The EU court decision to uphold the fines and un-bundle media player is a deep blow to Microsoft's credibility and creates friction against their Phase II Lex-Lutherian world domination plan.
It follows two weeks after ISO sent Microsoft's ignominious & fraudulent document format standard, OOXML, packing to a ballot-resolution process next Feb.
Among the more interesting details, EU officials had compared Microsoft's strategy of offering thousands of pages of "documentation" in both the ISO and anti-competition appeal instances to a "denial-of-service attack" (with the intent of paralyzing any authoritative attempts to advise adjustment or certify compliance)...basically gumming up the works while superficially satisfying the censure demanding the publication of application programming interfaces. Accordingly, the EU establishes herein its capacity to see through technical software gamesmanship -- a particularly bad habit of Microsoft's -- and there will be little patience for it going forward, not only in Microsoft's case.
Coverage today...
The New York Times | "European Court Rejects Microsoft's Antitrust Appeal" | Kevin J. O'Brien
The Financial Times | "Microsoft loses EU antitrust appeal" | Tobias Buck
Microsoft Watch (eWeek) | "Microsoft's Stunning Court Defeat" | Joe Wilcox
The Economist | "A bittersweet win over Microsoft" | staff
The Economist in particular offers this balanced view...
But Microsoft's greater concern may well be the advance of open-source software and open standards.

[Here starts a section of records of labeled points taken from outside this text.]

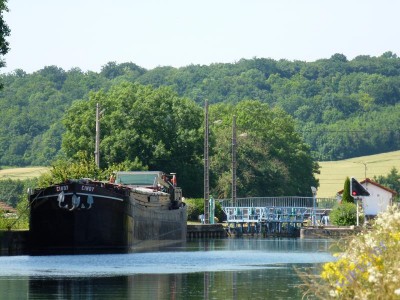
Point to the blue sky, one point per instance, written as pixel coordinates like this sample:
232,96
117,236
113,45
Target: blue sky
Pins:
89,33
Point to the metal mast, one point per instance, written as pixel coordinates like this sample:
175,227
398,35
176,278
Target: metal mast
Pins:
234,161
97,145
206,167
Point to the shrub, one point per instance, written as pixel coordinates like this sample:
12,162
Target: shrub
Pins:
195,208
345,214
369,268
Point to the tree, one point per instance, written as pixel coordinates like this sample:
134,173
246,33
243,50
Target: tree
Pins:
4,32
153,127
346,198
272,160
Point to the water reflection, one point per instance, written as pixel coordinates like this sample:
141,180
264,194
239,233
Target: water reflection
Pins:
206,270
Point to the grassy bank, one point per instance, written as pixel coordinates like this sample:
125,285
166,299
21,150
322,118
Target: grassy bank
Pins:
334,173
332,177
22,173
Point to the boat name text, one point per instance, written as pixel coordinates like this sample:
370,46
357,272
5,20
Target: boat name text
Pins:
87,188
62,188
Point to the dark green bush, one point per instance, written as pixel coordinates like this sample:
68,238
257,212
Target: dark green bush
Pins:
196,208
345,214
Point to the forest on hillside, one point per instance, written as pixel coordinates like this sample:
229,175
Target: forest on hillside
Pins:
342,108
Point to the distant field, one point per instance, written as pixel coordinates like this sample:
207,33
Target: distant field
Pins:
22,173
334,173
331,179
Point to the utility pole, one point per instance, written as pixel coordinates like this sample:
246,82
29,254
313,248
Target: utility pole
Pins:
206,167
234,144
97,145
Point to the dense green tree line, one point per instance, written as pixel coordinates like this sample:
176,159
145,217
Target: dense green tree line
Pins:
343,108
147,128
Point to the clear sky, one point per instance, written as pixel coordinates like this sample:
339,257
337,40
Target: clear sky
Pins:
150,33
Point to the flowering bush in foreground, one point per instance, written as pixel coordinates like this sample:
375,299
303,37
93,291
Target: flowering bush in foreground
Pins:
369,268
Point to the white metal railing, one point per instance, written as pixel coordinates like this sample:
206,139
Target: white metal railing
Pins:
289,201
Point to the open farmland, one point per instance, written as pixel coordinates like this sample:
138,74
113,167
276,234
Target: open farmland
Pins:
331,179
22,173
334,173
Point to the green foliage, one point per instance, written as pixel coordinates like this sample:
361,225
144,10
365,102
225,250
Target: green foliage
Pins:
4,32
272,159
345,214
368,268
343,108
149,128
391,180
79,166
346,198
195,208
13,192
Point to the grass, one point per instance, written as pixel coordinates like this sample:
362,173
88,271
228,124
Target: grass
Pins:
331,179
22,173
334,173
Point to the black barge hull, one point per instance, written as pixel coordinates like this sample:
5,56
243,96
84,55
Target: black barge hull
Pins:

Linux, an open-source operating system, is widely used in servers and among the technically minded but for now constitutes no threat to Windows. Firefox, an open-source browser, is used by at least one in ten instead of Microsoft's Internet Explorer. Windows and Office, the firm's word-processing and other applications, are the backbone of Microsoft. But increasingly the rise of online applications [and virtualization] will lessen the importance of operating systems [insert & emph. mine -Ed.] and may eventually chip away at Microsoft's dominance.
The Commission's tough line may at least offer some succour to Microsoft's rivals. But Ms Kroes's desire to see Microsoft suffer a significant drop in [market] share that Windows enjoys (95% of the world's one billion or so computers use the system) looks fanciful in the short term. Microsoft's pride may have been hurt by the court, but its dominance is hardly under immediate threat.
Begs the question: what will be Strike Three?
It won't be the ISO ballot-resolution process because I expect Microsoft's OOXML to pass there -- because the convener, Alex Brown, has stated his bias to produce a process which leans toward ACCEPTANCE, despite the fundamental problems with Microsoft owning a global document format standard.
As convenor, one of my responsibilities is to run the meeting in a such a way that it maximises the chances of approving a text.
The ODF v OOXML conflict is irrelevant anyway because neither one provides adequate technical interoperability and the conflict is a red herring (Microsoft is not gunning for ODF with OOXML, they seek to take out HTML with it).
No. Strike Three will come sooner than Feb '08 when we deliver an interoperability antidote and blow to all IT vendors seeking to constrain document interop; our solution is the key for all enterprise customers to end lock-in if they want to.
[Updated several times today...I can't say where as it will interrupt the Flow. -Ed.]